A Computational toolbox for large scale Calcium Imaging data Analysis and behavioral analysis.
Recent advances in calcium imaging acquisition techniques are creating datasets of the order of Terabytes/week. Memory and computationally efficient algorithms are required to analyze in reasonable amount of time terabytes of data. This project implements a set of essential methods required in the calcium imaging movies analysis pipeline. Fast and scalable algorithms are implemented for motion correction, movie manipulation, and source and spike extraction. CaImAn also contains some routines for the analyisis of behavior from video cameras. In summary, CaImAn provides a general purpose tool to handle large movies, with special emphasis on tools for two-photon and one-photon calcium imaging and behavioral datasets.

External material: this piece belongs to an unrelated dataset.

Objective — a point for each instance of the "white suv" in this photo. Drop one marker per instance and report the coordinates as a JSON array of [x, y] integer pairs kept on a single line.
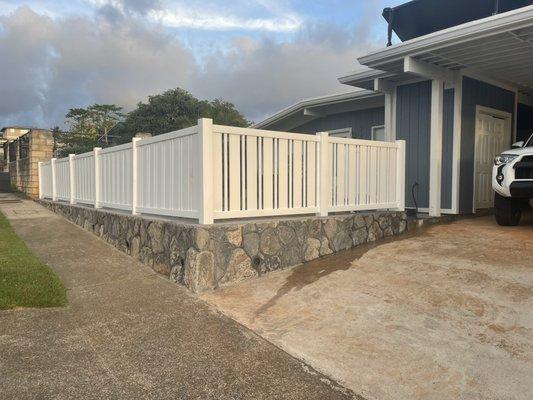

A paper explaining most of the implementation details and benchmarking can be found at this link
-
Handling of very large datasets
- Memory mapping
- Parallel processing in patches
- Frame-by-frame online processing [5]
- OpenCV-based efficient movie playing and resizing
-
Motion correction [6]
- Fast parallelizable OpenCV and FFT-based motion correction of large movies
- Can be run also in online mode (i.e. one frame at a time)
- Corrects for non-rigid artifacts due to raster scanning or non-uniform brain motion
- FFTs can be computed on GPUs (experimental). Requires pycuda and skcuda to be installed.
-
Source extraction
- Separates different sources based on constrained nonnegative matrix Factorization (CNMF) [1-2]

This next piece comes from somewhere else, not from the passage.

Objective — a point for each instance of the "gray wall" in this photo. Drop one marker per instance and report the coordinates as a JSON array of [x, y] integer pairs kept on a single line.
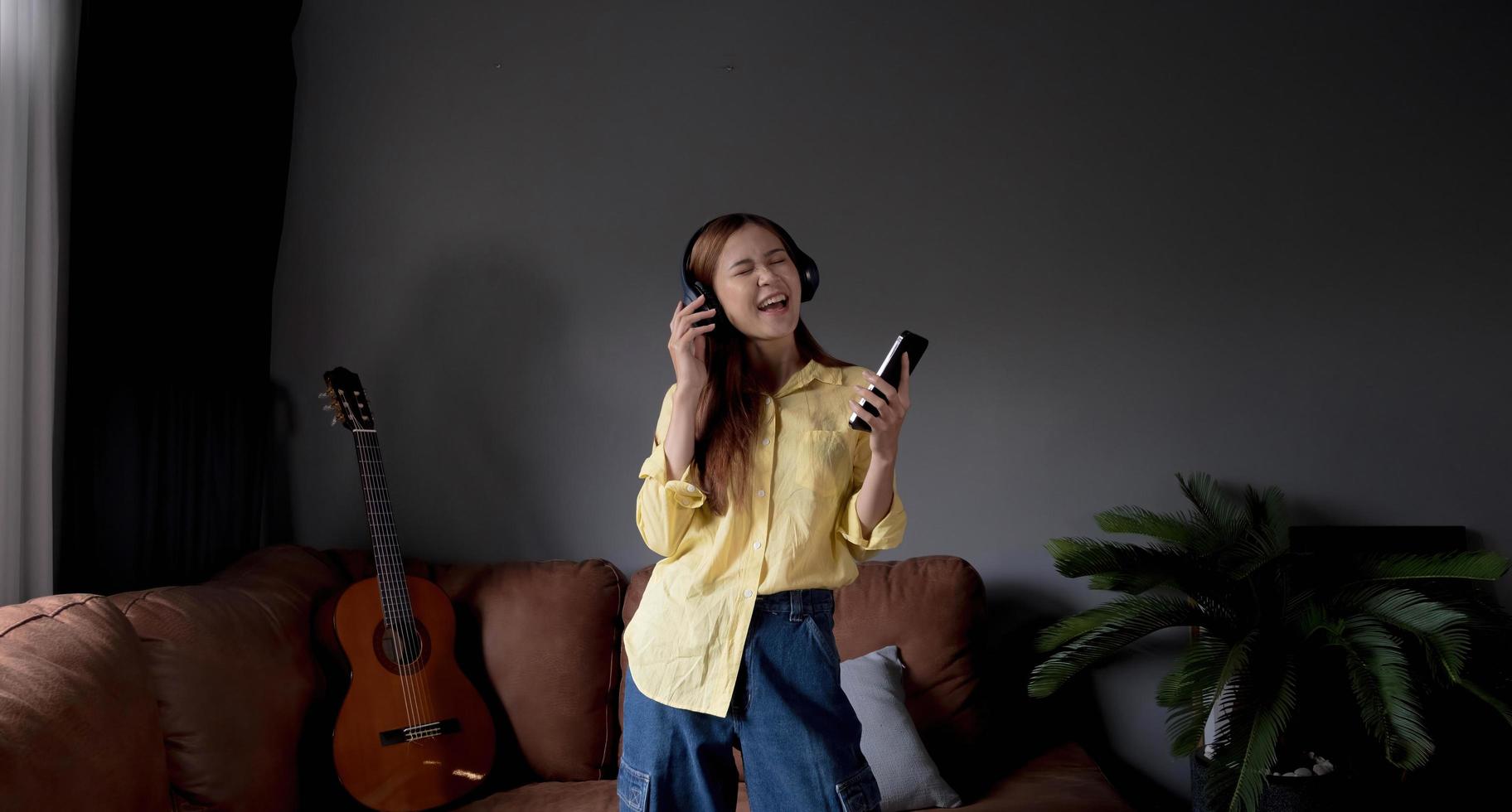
[[1262, 242]]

- Deals with heavily overlapping and neuropil contaminated movies
- Suitable for both 2-photon [1] and 1-photon [3] calcium imaging data
- Selection of inferred sources using a pre-trained convolutional neural network classifier
- Online processing available [5]
-
Denoising, deconvolution and spike extraction
-
Behavioral Analysis [7]
- Unsupervised algorithms based on optical flow and NMF to automatically extract motor kinetics
- Scales to large datasets by exploiting online dictionary learning
- We also developed a tool for acquiring movies at high speed with low cost equipment [Github repository].
-
Variance Stabilization [8]
- Noise parameters estimation under the Poisson-Gaussian noise model
- Fast algorithm that scales to large datasets
- A basic demo can be found at
CaImAn/demos/notebooks/demo_VST.ipynb
We recently incorporated a Python implementation of the OnACID [5] algorithm, that enables processing data in an online mode and in real time. Check the script demos/general/demo_OnACID_mesoscope.py
or the notebook demos/notebooks/demo_OnACID_mesoscope.ipynb
for an application on two-photon mesoscope data provided by the Tolias lab (Baylor College of Medicine).
In May 2018, the way CaImAn is installed changed; we now register the package with Python's package management facilities rather than rely on people working out of the source tree. If you have an older install, these are things you should be aware of:
- You should not set PYTHONPATH to the CaImAn source directory any more. If you did this before (in your dotfiles or elsewhere) you should remove that.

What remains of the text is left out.